No alcanza con decir que este gobierno tapa sus pequeños o grandes escándalos con el lanzamiento de temas que importan a la sociedad civil, como ocurrió en su momento con el tema del matrimonio igualitario: la discusión sobre el aborto forma parte de la agenda social y el asunto no se detendrá por mucho que cualquier proyecto de ley se lime en Diputados y se obstruya en Senadores, así como no se detendrán las reivindicaciones feministas.
Tampoco importa demasiado que la decisión oficial sea una puntapié bien colocado al ideario eclesiástico ancestral, representado en este caso por un papa que no manifiesta un particular afecto por el varias veces divorciado presidente actual, ni una fácil y poco costosa colocación imaginaria “a la izquierda” del cristi-kirchnerismo, cuya mayor representante en estas tierras serruchó cualquier discusión sobre el tema basándose en su íntima convicción religiosa, lo cual la hermana, y no es tan extraño, con la colorida fundamentalista religiosa que hace poco votó la mitad de la ciudadanía porteña.
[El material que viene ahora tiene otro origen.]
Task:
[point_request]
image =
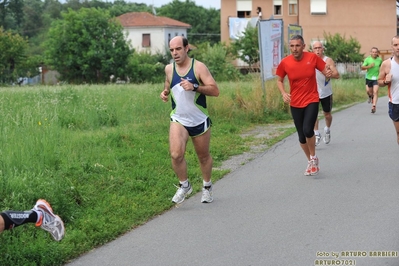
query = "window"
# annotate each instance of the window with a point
(277, 7)
(293, 7)
(318, 7)
(244, 8)
(146, 40)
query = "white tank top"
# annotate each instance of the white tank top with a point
(323, 84)
(393, 87)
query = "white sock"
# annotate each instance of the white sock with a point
(184, 183)
(326, 129)
(207, 184)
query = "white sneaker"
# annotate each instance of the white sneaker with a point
(49, 221)
(181, 193)
(314, 166)
(327, 137)
(318, 138)
(207, 195)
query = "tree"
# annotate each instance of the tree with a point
(342, 50)
(205, 23)
(12, 56)
(247, 47)
(87, 46)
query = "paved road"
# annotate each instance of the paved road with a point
(268, 213)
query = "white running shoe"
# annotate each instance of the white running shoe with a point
(327, 137)
(49, 221)
(207, 195)
(308, 169)
(318, 138)
(314, 166)
(181, 193)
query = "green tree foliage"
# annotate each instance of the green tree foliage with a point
(205, 23)
(33, 21)
(342, 50)
(12, 55)
(87, 46)
(144, 67)
(11, 14)
(246, 48)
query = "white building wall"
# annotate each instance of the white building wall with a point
(159, 38)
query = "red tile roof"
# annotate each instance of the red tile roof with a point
(145, 19)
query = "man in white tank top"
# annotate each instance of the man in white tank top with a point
(325, 93)
(389, 75)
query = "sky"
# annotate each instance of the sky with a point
(204, 3)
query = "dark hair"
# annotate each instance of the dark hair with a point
(372, 48)
(185, 41)
(297, 37)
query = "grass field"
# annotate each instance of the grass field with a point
(99, 154)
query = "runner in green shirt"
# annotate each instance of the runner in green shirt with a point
(372, 64)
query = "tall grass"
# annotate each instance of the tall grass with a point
(99, 155)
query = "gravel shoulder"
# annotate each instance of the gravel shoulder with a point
(260, 137)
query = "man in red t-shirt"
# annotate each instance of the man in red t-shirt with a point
(303, 97)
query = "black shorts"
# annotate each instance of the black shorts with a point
(326, 104)
(393, 111)
(371, 83)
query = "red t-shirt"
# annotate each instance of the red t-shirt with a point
(302, 77)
Las consecuencias siempre son más importantes que los motivos, en el terreno de los hechos son lo único real. Y es posible que una de esas consecuencias sea no solo el modo en que los hombres miran a las mujeres (preguntándose cómo deben hacerlo) sino que también produzca efectos sobre la manera en que las mujeres piensan y dicen sobre sí mismas. Claro que la idea del “sí mismo” ya supone la existencia de una esencia, y no de una representación. El “sí mismo” es un resto de lo religioso, la formulación mítica de un ideal. Quizá por eso, en estos días volvió sobre mí la pregunta sobre la figura doble de la maternidad y la virginidad.
Más allá del delicado tema de la existencia real de personajes a los que se les reputan poderes sobrenaturales, o, si se quiere, más allá de la existencia irreal de poderes en las personas realmente existentes, la cuestión de la Virgen que concibe y pare sin conocimiento de hombre ha capturado durante centurias la imaginación de las masas gracias a la labor de esa máquina narrativa prodigiosa que es la Iglesia. Figura clave en la restitución del panteón politeísta, operación que rindió sus frutos al separar al cristianismo de los primeros siglos del culto tribal y excluyente de un celoso y primitivo Jehová, la Virgen María fue elevando su participación en el relato cósmico del dios encarnado como hijo cuando a la ausencia incomprensible del dios padre se la atenuó con su intercesión creciente como intermediaria entre uno y otro y como testigo dramático de la Pasión. María (o más bien Miriam, o Mariam) encarna la inocencia que atraviesa el sexo sin “mancharse”. Tal vez, uno de los próximos desafíos de las mujeres sea el de combatir los mitos anacrónicos sin renunciar a la posibilidad del misterio.